A banner week for Scattered Spider/Lapsus$/ShinyHunters and maybe The Com

Metacurity is a reader-supported publication that requires significant work and non-trivial expenses. We rely on the generous support of our paid readers. Please consider upgrading your subscription to support Metacurity's ongoing work. Thank you.

If you're unable to commit to a subscription today, please consider donating whatever you can. Thank you!

People outside the cybersecurity industry, and even infosec professionals, can be forgiven if they confuse several groups of loosely organized, young, native English-speaking, primarily financially motivated hacking groups for one another.

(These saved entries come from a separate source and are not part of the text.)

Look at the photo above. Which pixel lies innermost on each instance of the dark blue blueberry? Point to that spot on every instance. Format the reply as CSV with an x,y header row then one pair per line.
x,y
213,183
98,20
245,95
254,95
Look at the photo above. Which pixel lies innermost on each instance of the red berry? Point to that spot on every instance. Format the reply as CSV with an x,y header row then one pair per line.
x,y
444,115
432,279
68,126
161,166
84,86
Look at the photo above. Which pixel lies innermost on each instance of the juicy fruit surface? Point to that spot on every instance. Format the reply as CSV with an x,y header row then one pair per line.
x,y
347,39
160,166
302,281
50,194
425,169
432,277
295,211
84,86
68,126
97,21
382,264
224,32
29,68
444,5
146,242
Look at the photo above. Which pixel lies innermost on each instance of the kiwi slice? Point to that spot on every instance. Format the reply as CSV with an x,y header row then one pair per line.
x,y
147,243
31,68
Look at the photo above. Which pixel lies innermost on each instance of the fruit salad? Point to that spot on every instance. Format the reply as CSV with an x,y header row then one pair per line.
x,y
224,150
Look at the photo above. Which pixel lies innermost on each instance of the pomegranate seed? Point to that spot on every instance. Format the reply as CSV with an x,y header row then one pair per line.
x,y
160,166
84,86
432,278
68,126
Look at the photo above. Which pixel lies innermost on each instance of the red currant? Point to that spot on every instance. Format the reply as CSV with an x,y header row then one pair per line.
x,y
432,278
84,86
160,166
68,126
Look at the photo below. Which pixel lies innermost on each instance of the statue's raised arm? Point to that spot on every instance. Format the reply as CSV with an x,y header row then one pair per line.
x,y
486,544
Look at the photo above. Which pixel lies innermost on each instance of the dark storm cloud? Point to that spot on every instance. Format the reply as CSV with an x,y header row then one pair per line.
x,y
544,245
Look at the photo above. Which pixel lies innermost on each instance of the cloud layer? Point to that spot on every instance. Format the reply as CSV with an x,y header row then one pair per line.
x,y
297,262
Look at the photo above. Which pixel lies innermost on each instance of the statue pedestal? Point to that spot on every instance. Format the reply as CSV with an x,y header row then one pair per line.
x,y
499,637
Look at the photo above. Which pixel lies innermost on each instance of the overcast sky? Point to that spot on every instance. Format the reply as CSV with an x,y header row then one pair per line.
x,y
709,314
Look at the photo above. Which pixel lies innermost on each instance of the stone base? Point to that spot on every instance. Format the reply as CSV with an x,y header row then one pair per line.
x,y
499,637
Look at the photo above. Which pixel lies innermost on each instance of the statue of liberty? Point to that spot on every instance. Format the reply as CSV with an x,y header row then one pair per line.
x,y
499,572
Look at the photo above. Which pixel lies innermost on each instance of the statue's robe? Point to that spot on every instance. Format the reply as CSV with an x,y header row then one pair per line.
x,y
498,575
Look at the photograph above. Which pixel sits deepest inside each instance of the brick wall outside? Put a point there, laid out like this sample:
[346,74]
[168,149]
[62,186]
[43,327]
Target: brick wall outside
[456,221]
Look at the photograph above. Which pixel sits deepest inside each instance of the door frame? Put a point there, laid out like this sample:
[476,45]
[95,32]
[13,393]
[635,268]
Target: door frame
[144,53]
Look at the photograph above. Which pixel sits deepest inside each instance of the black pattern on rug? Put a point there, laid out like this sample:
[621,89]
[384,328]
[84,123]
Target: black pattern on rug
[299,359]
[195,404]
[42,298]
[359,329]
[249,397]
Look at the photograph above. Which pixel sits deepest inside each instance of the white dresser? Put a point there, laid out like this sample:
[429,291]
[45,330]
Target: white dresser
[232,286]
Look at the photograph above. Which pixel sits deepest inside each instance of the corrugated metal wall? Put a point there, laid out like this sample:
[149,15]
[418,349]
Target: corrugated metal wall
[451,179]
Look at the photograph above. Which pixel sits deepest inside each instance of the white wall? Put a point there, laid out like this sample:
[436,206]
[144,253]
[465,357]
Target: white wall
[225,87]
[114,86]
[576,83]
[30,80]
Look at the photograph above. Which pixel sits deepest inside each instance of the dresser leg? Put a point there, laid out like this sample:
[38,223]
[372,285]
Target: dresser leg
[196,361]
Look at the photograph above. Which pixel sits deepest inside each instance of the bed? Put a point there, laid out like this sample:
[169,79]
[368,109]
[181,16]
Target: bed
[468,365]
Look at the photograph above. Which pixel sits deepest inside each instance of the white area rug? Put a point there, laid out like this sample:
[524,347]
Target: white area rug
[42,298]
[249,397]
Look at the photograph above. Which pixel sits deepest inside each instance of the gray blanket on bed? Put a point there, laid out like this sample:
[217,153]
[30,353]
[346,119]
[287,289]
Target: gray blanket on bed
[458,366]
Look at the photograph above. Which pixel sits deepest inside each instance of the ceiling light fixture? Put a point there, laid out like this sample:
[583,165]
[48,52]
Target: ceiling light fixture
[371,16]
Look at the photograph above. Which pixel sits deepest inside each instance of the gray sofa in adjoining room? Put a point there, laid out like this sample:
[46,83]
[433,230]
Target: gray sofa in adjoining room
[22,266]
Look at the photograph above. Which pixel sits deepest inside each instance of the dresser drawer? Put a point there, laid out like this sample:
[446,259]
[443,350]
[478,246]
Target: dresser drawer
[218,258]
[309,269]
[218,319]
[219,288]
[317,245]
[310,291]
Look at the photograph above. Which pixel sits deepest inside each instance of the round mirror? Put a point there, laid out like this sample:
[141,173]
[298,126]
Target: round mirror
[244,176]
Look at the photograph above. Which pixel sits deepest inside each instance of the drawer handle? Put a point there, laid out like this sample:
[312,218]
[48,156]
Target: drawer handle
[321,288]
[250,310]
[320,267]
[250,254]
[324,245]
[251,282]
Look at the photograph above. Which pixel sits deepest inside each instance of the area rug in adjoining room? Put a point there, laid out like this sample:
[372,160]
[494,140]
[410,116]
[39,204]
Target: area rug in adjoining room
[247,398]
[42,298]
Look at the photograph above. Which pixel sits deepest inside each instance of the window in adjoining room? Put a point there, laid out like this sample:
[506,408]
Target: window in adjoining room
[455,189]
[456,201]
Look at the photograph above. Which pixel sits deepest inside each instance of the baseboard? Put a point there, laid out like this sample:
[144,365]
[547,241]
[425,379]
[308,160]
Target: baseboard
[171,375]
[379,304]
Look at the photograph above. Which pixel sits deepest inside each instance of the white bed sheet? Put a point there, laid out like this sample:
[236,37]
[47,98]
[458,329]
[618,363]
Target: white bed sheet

These groups go by various names, including Scattered Spider, Lapsus$, ShinyHunters, and The Com.

The first three of these groups are so closely aligned, if not in organization, then in demographics, spirit, and motivations, that in August, they launched a joint "Scattered LAPSUS$ Hunters" Telegram channel to indicate they are either working together or that their hacker ranks overlap.

The Com, however, is an amorphous group, also composed of native English-speaking hackers, that Unit221B’s chief research officer, Allison Nixon, stresses is a malicious teen “culture” distinct from Scattered Spider and rooted more in publicity seeking rather than financial gain. However, Scattered Spider and The Com recently both seemingly took credit for the same significant breach (more on that below), so the boundaries between those two entities may be permeable.

In any case, the Scattered Spider/ShinyHunters hackers have been on a financial extortion spree this year, creating havoc with attacks on retail giants in the UK, luxury brands including Tiffany and Co, Louis Vuitton, and Dior, the aviation sector, and high-profile Salesforce clients, among other targets.

But this past week, they reached a little-noticed high-water mark for the sheer number of cybersecurity news items linked to them, including:

• An attack on Vietnam’s National Credit Information Center (CIC).
• An attack on Kering SA, whose luxury brands include Gucci, Saint Laurent, Balenciaga, and others.
• An attack on Jaguar Land Rover, which has thrown the automaker into an extended shutdown.
• Google’s public acknowledgment that hackers breached its Law Enforcement Request System (LERS) platform.
• A breach of Korea’s SK Telecom, which the telco has denied.
• A class action lawsuit brought by victims of the Coinbase breach was brought against the cryptocurrency’s outsourced helpdesk firm, TaskUS, which alleged that at least one employee was involved in a $500k bribery scheme, for which both The Com and Scattered Spider have taken credit.

Despite the magnitude of that breach, which was not a ransomware attack but an extortion scheme against Coinbase to halt the release of data on around 70,000 of its highest-paying customers, and is expected to cost the company around $400 million, only a few journalists have reported on the threat actors who might be behind the bribes.